Since the Stuxnet attack, the ICS threat landscape has evolved rapidly. Nation-state actors have demonstrated their intent and capability through campaigns like Industroyer (used in the 2016 Ukraine grid attack, causing widespread blackouts) and TRITON (which in 2017, was the first known use of malware specifically designed to target industrial safety systems).
Ransomware groups have also increasingly leveraged the critical nature of OT, as highlighted by the 2017 WannaCry outbreak – an OT adjacent attack (exploiting the EternalBlue vulnerability in Microsoft Windows OS) which affected healthcare, logistics and manufacturing sectors, many of which had OT systems running unpatched, legacy software.
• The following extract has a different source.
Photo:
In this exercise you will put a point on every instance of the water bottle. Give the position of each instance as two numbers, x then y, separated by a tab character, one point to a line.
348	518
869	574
In 2021, Colonial Pipeline suffered a ransomware attack attributed to the group ‘Darkside’ causing widespread fuel shortages, prompting the then US President to declare a state of emergency. More recently, in September 2025, a ransomware campaign targeted Collins Aerospace, disrupting check-in and boarding systems at airports including Heathrow, Brussels and Berlin. The cascading impact demonstrated how third-party vulnerabilities can paralyse critical infrastructure.
In response, regulatory bodies like CISA and NCSC have issued directives that mandate OT risk assessments, segmentation and detection capabilities. But building a mature OT security program requires more than firewalls, rudimentary segmentation and EDR. It demands operational resilience, through segmented networks with strict access controls, adopting a zero-trust approach to every user/device/request, deploying protocol-aware detection tools, and aligning detection logic to frameworks like MITRE ATT&CK for ICS.
Documentation and governance play a critical role. Each detection rule should include a clear goal, technical context, known blind spots, and response actions. Using structured formats like YAML and syncing to centralised knowledge bases ensures that detection logic is transparent, auditable, and maintainable.
Regular penetration testing is also vital in maintaining a robust security posture, identifying exploitable vulnerabilities, misconfigurations, and attack chains before adversaries can strike. Preventing down-time and ensuring the careful handling of sensitive systems during testing must be prioritised, so it is essential for testers to have specialist experience. Often this will entail testing in UAT phases, or two-phase testing where vulnerabilities are identified in a test/dev environment and then applied in a speculative or controlled manner to the live environment. Thus, any live testing is conducted with the relevant level of caution and preparation to ensure there are no inadvertent effects from the engagement.
Ultimately, OT provides a direct vehicle to translate virtual entities into reality changing, physically tangible effects. As attackers evolve and OT environments become ‘easier’ targets than their IT counterparts, organisations must shift from reactive defence to proactive assurance. That means recognising the implications of a breach, improving segmentation, authentication and detection processes, and simulating attacks authentically but safely.